Tag Archives: Grand Budapest Hotel

You Had Me at Wes Anderson

The Grand Budapest Hotel

by Hope Madden

Let’s be honest, film critics love Wes Anderson. How can we help ourselves? An auteur if ever there was one, he owns a style unlike any other, marries whimsy with melancholy, gathers impeccable casts, draws beautifully unexpected performances – basically, he invites us into an imagination so wonderful and unusual that we are left breathless and giddy. We are not made of stone.

So, yes, to quote a recent (and brilliant) SNL sketch, with The Grand Budapest Hotel, you had me at Wes Anderson.

To be fair, with Anderson’s previous and most masterful effort, Moonrise Kingdom, he set a pretty high bar for himself. And while GBH doesn’t offer quite the heart of that picture, there’s a real darkness to this brightly colored outing that gives it a haunting quality quite unlike any of his previous films.

It’s a story told in flashback by one time lobby boy Zero Moustafa (F. Murray Abraham) of the last great hotel concierge, M. Gustave (Ralph Feinnes), and a conspiracy, an art theft, a jailbreak, excellent manners, and finely crafted pastries.

The filmmaker’s inimitable framing and visual panache is unmatched, but he’s taken it to new highs with this effort. A frothy combination of artifice and reality, GBH amounts to a wickedly clever dark comedy despite its cheery palette. Anderson’s eccentric artistry belies a mournful theme.

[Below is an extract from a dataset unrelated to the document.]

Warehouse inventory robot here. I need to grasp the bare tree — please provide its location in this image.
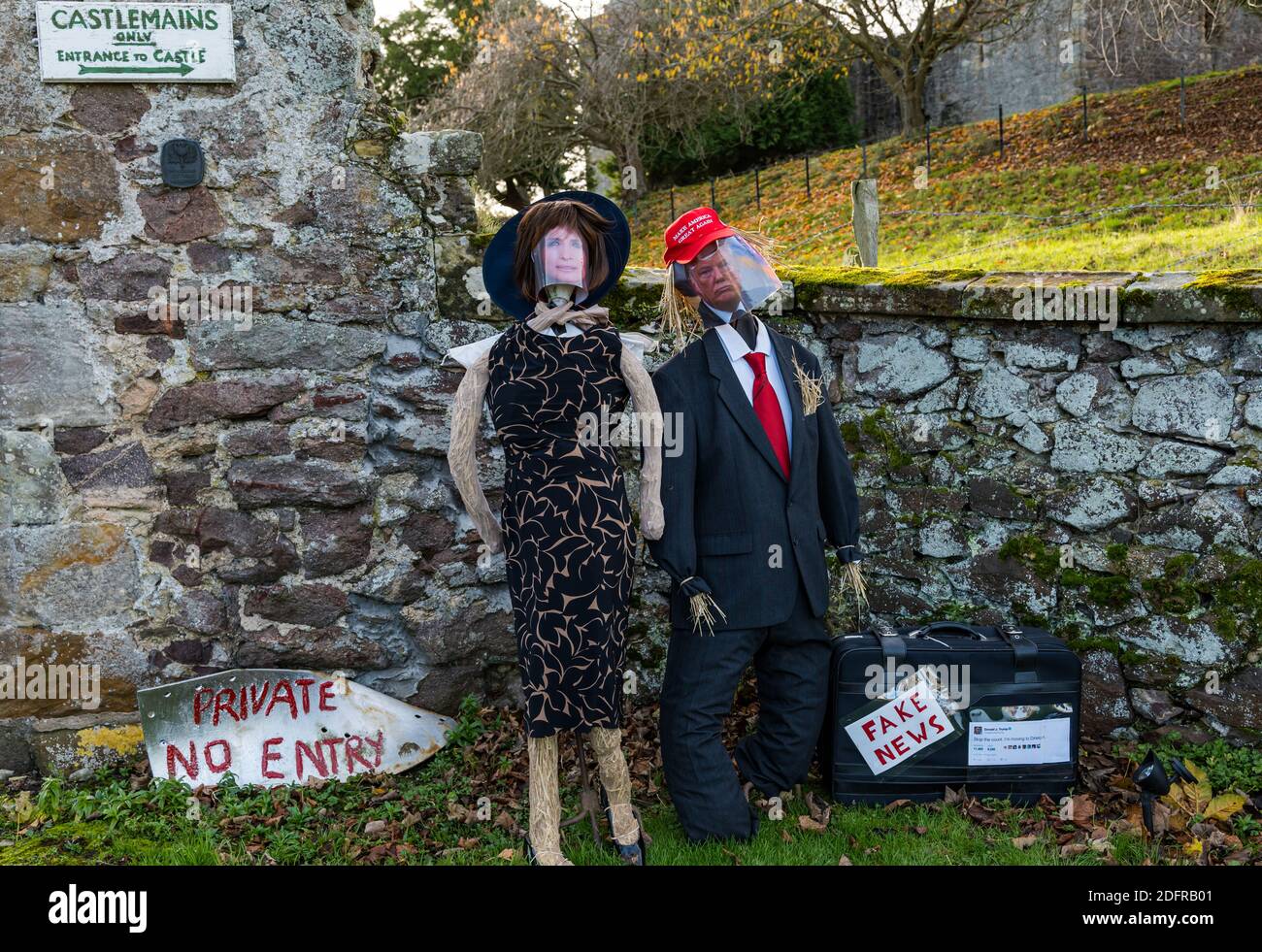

Feinnes is magnificent in the central role, and the cast Anderson puts in orbit around him are equally wonderful. Adrien Brody, conjuring Snidley Whiplash, makes for an exceptional nemesis, while Anderson regular Willem Dafoe cuts an impressive figure as his thug sidekick.

The only filmmaker who can out-cameo a Muppet movie includes brief but memorable, brilliantly deadpan scenes with all the old gang: Jason Schwartzman, Bill Murray, Tilda Swinton, Bob Balaban, Harvey Keitel. But the real scene stealer is Europe itself.

Set between the two great wars, the film is a smoky ode to bygone glamour, a precisely drawn if slightly faded love letter to an image of the past.

Of course it is.

Says Zero of his mentor Gustav, “His world had vanished long before he ever entered it, but he certainly sustained the illusion with a marvelous grace.” He could obviously have been speaking of the director as well.